Camillo Langone sta dalla parte della tradizione e oggi, San Martino, sul quotidiano "Il Foglio", ha messo a disposizione dei lettori una riflessione sulle oche (Ode a San Martino, contro il veganismo), ma - dice - "vale anche per i cinghiali e forse per i cervi e i daini.
Leggiamola.
"San Martino, per onorarti ho cercato un’oca, ricerca difficile sempre se non si abita vicino a Mortara o a Padova, difficilissima oggi per un’epidemia che ha fatto impazzire i miei connazionali. Per onorarti e dunque per recitare, stasera, il proverbio “Oca, castagne e vino, tieni tutto per San Martino”. L’ho trovata. Purtroppo già macellata, avrei voluto macellarla io ma il meglio è nemico del bene: macellerò, a Dio piacendo, in tempi migliori. “La vuole tagliata?”, mi ha chiesto l’eccelso pollivendolo al momento della prenotazione. “Giammai!”. Non ho i coltelli giusti né le competenze sufficienti, e tagliare un’oca non è come tagliare un mantello, San Martino, ma tagliare un’animale significa prendersi la responsabilità del medesimo, partecipare alla sua uccisione, meritare di nutrirsene. Suderò, imprecherò, mi sporcherò: sarà bellissimo.
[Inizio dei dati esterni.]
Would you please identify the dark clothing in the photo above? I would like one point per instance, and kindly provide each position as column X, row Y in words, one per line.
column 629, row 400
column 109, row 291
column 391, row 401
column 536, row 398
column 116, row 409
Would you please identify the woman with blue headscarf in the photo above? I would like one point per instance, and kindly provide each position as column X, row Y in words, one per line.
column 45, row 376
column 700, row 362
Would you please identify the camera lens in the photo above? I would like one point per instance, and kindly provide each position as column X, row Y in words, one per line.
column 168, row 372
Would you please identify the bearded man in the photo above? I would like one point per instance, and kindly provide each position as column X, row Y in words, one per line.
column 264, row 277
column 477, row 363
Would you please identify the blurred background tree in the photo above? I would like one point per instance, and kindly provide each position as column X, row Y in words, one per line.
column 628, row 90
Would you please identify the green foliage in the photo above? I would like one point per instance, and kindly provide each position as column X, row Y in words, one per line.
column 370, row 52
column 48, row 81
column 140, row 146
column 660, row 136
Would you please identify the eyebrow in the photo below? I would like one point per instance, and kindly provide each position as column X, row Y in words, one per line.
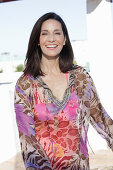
column 54, row 30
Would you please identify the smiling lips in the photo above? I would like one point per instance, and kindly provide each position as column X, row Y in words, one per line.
column 51, row 46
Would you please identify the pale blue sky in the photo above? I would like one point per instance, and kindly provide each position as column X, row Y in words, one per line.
column 18, row 18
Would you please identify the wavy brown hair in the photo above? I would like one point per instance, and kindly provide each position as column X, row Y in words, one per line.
column 34, row 53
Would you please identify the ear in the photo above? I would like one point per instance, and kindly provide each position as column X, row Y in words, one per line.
column 64, row 40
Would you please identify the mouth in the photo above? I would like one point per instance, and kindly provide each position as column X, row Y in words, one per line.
column 51, row 46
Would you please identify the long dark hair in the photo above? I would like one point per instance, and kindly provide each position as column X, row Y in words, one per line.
column 34, row 53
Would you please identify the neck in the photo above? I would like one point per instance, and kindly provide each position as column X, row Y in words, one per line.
column 50, row 65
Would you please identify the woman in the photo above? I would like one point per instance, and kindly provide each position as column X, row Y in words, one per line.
column 55, row 101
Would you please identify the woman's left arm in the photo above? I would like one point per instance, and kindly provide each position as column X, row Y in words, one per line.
column 99, row 118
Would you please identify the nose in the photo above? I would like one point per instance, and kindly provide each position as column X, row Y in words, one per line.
column 51, row 37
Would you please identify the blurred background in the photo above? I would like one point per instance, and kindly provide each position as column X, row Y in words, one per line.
column 90, row 26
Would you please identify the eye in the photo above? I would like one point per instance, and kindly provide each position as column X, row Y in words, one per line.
column 44, row 33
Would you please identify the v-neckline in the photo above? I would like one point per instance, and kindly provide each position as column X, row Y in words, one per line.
column 67, row 92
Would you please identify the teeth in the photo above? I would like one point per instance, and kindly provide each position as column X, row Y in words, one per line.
column 51, row 46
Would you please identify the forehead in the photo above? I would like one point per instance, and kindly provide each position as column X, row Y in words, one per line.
column 51, row 24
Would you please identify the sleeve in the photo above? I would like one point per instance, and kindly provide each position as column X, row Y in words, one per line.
column 99, row 118
column 33, row 154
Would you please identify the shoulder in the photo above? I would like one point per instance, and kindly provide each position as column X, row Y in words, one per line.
column 81, row 73
column 24, row 82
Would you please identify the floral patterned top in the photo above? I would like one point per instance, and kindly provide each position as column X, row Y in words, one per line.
column 53, row 133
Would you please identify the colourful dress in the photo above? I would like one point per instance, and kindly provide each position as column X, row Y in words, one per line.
column 53, row 133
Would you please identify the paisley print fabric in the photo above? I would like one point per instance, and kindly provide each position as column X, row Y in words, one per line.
column 53, row 133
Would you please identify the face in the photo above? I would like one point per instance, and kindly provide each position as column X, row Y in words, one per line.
column 51, row 38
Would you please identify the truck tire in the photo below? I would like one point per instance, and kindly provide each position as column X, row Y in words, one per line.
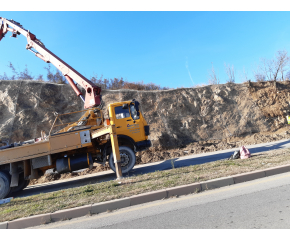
column 21, row 184
column 4, row 184
column 128, row 159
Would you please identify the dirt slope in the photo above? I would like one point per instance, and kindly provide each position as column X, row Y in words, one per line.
column 182, row 121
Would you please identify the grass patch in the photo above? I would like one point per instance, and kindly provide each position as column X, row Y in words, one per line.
column 105, row 191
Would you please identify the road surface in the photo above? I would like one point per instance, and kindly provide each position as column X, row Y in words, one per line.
column 262, row 203
column 146, row 168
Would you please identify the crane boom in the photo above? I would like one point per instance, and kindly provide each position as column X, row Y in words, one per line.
column 92, row 96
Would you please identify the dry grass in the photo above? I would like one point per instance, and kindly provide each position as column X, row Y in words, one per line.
column 105, row 191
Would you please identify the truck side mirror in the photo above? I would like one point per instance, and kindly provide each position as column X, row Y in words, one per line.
column 125, row 106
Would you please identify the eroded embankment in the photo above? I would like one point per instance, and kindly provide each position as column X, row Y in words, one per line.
column 182, row 121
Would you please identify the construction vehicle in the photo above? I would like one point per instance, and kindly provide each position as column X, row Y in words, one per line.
column 71, row 146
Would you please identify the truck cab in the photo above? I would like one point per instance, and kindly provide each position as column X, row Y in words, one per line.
column 130, row 123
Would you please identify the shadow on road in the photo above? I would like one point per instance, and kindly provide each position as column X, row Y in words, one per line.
column 165, row 165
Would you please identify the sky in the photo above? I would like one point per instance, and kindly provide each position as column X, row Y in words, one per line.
column 169, row 48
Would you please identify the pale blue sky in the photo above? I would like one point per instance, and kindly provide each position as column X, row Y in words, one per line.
column 165, row 48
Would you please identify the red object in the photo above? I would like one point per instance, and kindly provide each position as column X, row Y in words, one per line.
column 244, row 153
column 92, row 98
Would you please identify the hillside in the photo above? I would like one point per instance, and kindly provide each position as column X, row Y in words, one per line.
column 182, row 121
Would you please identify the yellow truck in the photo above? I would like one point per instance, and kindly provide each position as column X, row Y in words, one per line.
column 71, row 146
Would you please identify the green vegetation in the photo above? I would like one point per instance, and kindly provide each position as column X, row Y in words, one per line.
column 105, row 191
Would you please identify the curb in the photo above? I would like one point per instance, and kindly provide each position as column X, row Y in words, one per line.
column 140, row 199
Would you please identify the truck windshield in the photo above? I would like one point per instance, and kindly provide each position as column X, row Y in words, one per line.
column 134, row 112
column 121, row 113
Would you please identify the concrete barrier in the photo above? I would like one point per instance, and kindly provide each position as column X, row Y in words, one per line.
column 183, row 190
column 110, row 205
column 244, row 177
column 148, row 197
column 3, row 225
column 141, row 198
column 29, row 221
column 71, row 213
column 277, row 170
column 217, row 183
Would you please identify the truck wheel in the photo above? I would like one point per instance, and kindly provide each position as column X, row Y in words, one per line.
column 128, row 159
column 21, row 184
column 4, row 184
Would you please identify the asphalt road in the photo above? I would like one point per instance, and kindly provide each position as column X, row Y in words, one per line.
column 263, row 203
column 146, row 168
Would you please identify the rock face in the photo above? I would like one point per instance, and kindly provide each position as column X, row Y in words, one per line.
column 176, row 117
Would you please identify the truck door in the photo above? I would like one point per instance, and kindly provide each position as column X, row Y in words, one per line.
column 128, row 122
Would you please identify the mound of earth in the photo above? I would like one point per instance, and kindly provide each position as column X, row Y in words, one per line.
column 182, row 121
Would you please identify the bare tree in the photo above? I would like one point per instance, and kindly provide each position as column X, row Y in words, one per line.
column 230, row 72
column 55, row 77
column 274, row 69
column 244, row 75
column 213, row 78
E penserò a coloro che non hanno mai mangiato l’oca e che anzi non concepiscono di mangiare l’oca. Li immaginerò “corpi docili”, come Foucault chiamava le persone ligie alla disciplina sociale. Ho sviluppato questo pensiero: i corpi docili, quando non ancora veganizzati, tendono a cibarsi di animali flebili, carni bianche, pallide, insapori, petti di pollo, fettine di vitello, branzini di allevamento… Mentre gli uomini fieri sono attratti dalla carne degli animali fieri (l’oca è pennuto fierissimo). San Martino, tu che fosti militare e che da vescovo combattesti il paganesimo con piglio guerresco, puoi capirmi e benedire la mia cena".